CUDA Device Query (Runtime API) version (CUDART static linking)
cudaGetDeviceCount returned 38
-> no CUDA-capable device is detected
Result = FAIL
Here is some hardware\software information:
$ lspci | grep -i nvidia
3b:00.0 3D controller: NVIDIA Corporation GV100GL [Tesla V100 PCIe] (rev a1)
d8:00.0 3D controller: NVIDIA Corporation GV100GL [Tesla V100 PCIe] (rev a1)
$ nvcc --version
nvcc: NVIDIA (R) Cuda compiler driver
Copyright (c) 2005-2018 NVIDIA Corporation
Built on Sat_Aug_25_21:08:01_CDT_2018
Cuda compilation tools, release 10.0, V10.0.130
$ nvidia-smi
NVIDIA-SMI has failed because it couldn't communicate with the NVIDIA driver. Make sure that the latest NVIDIA driver is installed and running.

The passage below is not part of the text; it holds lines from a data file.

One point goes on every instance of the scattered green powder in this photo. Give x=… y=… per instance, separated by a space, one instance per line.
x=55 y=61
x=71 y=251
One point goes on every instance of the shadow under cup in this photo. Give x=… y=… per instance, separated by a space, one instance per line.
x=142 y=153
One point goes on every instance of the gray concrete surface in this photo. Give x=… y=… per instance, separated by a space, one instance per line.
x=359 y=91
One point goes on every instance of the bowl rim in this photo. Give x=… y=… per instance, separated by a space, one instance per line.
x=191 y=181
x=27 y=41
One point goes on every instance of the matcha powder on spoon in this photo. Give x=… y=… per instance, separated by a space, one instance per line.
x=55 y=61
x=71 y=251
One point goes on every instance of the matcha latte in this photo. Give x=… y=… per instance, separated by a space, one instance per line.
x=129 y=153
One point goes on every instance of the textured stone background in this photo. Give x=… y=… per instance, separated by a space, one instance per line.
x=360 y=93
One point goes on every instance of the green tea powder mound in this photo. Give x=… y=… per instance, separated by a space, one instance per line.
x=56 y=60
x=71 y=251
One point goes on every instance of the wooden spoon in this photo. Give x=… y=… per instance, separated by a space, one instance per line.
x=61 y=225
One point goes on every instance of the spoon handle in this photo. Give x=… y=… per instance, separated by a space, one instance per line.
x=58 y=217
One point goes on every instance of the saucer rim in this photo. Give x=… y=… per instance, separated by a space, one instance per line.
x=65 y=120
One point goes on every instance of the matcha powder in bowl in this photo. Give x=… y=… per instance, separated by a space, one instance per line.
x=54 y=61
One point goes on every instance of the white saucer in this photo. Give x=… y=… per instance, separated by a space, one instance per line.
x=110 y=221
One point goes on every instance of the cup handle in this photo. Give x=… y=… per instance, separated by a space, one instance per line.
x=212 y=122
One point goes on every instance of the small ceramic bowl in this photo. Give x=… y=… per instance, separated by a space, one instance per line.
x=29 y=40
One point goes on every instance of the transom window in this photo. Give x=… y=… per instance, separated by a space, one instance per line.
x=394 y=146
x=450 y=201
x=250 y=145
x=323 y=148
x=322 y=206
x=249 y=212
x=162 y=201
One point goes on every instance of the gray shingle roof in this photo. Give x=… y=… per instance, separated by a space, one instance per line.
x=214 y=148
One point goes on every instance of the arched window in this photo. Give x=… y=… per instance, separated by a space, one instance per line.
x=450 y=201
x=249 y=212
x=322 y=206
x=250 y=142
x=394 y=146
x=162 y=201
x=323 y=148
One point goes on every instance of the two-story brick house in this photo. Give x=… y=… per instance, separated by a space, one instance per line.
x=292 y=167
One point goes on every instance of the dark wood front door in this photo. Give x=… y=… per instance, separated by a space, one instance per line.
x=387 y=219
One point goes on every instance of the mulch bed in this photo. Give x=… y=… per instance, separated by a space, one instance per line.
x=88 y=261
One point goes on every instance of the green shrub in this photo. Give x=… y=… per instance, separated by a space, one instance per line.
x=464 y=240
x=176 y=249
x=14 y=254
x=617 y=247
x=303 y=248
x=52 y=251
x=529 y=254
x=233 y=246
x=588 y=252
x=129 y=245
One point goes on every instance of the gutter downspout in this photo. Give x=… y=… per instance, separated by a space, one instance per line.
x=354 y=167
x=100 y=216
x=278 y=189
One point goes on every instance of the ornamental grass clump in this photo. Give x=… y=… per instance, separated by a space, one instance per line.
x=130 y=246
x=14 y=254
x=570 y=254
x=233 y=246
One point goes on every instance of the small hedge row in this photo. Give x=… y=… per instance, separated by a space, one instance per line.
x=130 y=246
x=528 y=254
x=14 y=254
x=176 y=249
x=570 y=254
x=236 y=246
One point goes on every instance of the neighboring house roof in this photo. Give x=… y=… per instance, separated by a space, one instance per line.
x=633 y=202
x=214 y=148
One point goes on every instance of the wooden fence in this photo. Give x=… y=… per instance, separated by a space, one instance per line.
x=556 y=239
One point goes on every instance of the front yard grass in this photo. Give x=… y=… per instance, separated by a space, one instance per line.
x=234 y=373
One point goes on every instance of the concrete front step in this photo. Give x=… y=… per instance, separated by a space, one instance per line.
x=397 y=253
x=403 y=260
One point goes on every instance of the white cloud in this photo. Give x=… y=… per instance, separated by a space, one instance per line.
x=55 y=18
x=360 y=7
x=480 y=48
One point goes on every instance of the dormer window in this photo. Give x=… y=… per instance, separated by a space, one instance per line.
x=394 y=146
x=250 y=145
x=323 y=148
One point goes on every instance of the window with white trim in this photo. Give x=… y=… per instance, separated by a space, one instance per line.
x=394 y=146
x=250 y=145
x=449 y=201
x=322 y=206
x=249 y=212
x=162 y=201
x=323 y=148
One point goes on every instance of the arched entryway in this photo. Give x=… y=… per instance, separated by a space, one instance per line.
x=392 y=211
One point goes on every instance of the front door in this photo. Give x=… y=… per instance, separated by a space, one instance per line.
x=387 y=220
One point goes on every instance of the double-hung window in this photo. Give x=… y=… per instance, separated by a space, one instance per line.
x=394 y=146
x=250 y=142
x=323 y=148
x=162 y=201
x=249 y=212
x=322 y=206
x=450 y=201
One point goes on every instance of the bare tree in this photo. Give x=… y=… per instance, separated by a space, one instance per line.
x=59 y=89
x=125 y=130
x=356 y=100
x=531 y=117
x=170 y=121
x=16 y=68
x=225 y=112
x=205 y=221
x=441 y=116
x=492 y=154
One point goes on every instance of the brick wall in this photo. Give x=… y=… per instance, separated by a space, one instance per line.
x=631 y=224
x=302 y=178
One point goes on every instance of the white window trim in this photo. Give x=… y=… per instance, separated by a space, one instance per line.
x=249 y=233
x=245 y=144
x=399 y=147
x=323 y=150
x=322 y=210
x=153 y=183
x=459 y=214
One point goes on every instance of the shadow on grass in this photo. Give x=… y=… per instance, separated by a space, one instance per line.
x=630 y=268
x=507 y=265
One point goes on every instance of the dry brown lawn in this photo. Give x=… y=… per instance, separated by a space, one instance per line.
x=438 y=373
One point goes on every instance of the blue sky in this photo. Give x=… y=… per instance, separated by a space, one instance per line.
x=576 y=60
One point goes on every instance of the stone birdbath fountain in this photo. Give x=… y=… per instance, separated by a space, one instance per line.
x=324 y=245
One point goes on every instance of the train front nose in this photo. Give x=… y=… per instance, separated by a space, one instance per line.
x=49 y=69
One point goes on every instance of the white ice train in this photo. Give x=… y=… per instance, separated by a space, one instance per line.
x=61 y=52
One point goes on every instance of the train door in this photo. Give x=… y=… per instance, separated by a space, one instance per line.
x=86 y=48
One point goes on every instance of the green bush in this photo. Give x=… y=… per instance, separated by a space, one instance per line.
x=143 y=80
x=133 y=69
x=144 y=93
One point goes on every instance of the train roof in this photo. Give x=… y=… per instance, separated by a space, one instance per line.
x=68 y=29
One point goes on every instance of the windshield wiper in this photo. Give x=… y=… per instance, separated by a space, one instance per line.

$ yum list --installroot /opt installed | grep nvidia
dkms-nvidia.x86_64 3:418.40.04-1.el7
nvidia-diag-driver-local-repo-rhel7-410.104.x86_64
nvidia-driver.x86_64 3:418.40.04-4.el7
nvidia-driver-NVML.x86_64 3:418.40.04-4.el7
nvidia-driver-NvFBCOpenGL.x86_64 3:418.40.04-4.el7
nvidia-driver-cuda.x86_64 3:418.40.04-4.el7
nvidia-driver-cuda-libs.x86_64 3:418.40.04-4.el7
nvidia-driver-devel.x86_64 3:418.40.04-4.el7
nvidia-driver-libs.x86_64 3:418.40.04-4.el7
nvidia-libXNVCtrl.x86_64 3:418.40.04-1.el7
nvidia-libXNVCtrl-devel.x86_64 3:418.40.04-1.el7
nvidia-modprobe.x86_64 3:418.40.04-1.el7
nvidia-persistenced.x86_64 3:418.40.04-1.el7
nvidia-settings.x86_64 3:418.40.04-1.el7
nvidia-xconfig.x86_64 3:418.40.04-1.el7
pcp-pmda-nvidia-gpu.x86_64 3.12.2-5.el7
$ yum list --installroot /opt installed | grep cuda
cuda-10-0.x86_64 10.0.130-1
cuda-command-line-tools-10-0.x86_64
cuda-compiler-10-0.x86_64 10.0.130-1
cuda-cublas-10-0.x86_64 10.0.130-1
cuda-cublas-dev-10-0.x86_64 10.0.130-1
cuda-cudart-10-0.x86_64 10.0.130-1
cuda-cudart-dev-10-0.x86_64 10.0.130-1
cuda-cufft-10-0.x86_64 10.0.130-1
cuda-cufft-dev-10-0.x86_64 10.0.130-1
cuda-cuobjdump-10-0.x86_64 10.0.130-1
cuda-cupti-10-0.x86_64 10.0.130-1
cuda-curand-10-0.x86_64 10.0.130-1
cuda-curand-dev-10-0.x86_64 10.0.130-1
cuda-cusolver-10-0.x86_64 10.0.130-1
cuda-cusolver-dev-10-0.x86_64 10.0.130-1
cuda-cusparse-10-0.x86_64 10.0.130-1
cuda-cusparse-dev-10-0.x86_64 10.0.130-1
cuda-demo-suite-10-0.x86_64 10.0.130-1
cuda-documentation-10-0.x86_64 10.0.130-1
cuda-driver-dev-10-0.x86_64 10.0.130-1
cuda-drivers.x86_64 418.40.04-1
cuda-gdb-10-0.x86_64 10.0.130-1
cuda-gpu-library-advisor-10-0.x86_64
cuda-libraries-10-0.x86_64 10.0.130-1
cuda-libraries-dev-10-0.x86_64 10.0.130-1
cuda-license-10-0.x86_64 10.0.130-1
cuda-memcheck-10-0.x86_64 10.0.130-1
cuda-misc-headers-10-0.x86_64 10.0.130-1
cuda-npp-10-0.x86_64 10.0.130-1
cuda-npp-dev-10-0.x86_64 10.0.130-1
cuda-nsight-10-0.x86_64 10.0.130-1
cuda-nsight-compute-10-0.x86_64 10.0.130-1
cuda-nvcc-10-0.x86_64 10.0.130-1
cuda-nvdisasm-10-0.x86_64 10.0.130-1
cuda-nvgraph-10-0.x86_64 10.0.130-1
cuda-nvgraph-dev-10-0.x86_64 10.0.130-1
cuda-nvjpeg-10-0.x86_64 10.0.130-1
cuda-nvjpeg-dev-10-0.x86_64 10.0.130-1
cuda-nvml-dev-10-0.x86_64 10.0.130-1
cuda-nvprof-10-0.x86_64 10.0.130-1
cuda-nvprune-10-0.x86_64 10.0.130-1
cuda-nvrtc-10-0.x86_64 10.0.130-1
cuda-nvrtc-dev-10-0.x86_64 10.0.130-1
cuda-nvtx-10-0.x86_64 10.0.130-1
cuda-nvvp-10-0.x86_64 10.0.130-1
cuda-runtime-10-0.x86_64 10.0.130-1
cuda-samples-10-0.x86_64 10.0.130-1
cuda-toolkit-10-0.x86_64 10.0.130-1
cuda-tools-10-0.x86_64 10.0.130-1
cuda-visual-tools-10-0.x86_64 10.0.130-1
libcudnn7.x86_64 7.5.0.56-1.cuda10.0
libcudnn7-devel.x86_64 7.5.0.56-1.cuda10.0
nvidia-driver-cuda.x86_64 3:418.40.04-4.el7
nvidia-driver-cuda-libs.x86_64 3:418.40.04-4.el7
I installed (reinstalled) cuda using
$ sudo yum install --installroot /opt cuda-10-0
added /opt/usr/local/cuda-10.0 to PATH and LD_LIBRARY_PATH
did a reboot after installation
(removed previous versions by yum remove --installroot /opt )
Unfortunately, system fresh reinstallation is not an option for me.
Any help would be appreciated. Thanks in advance!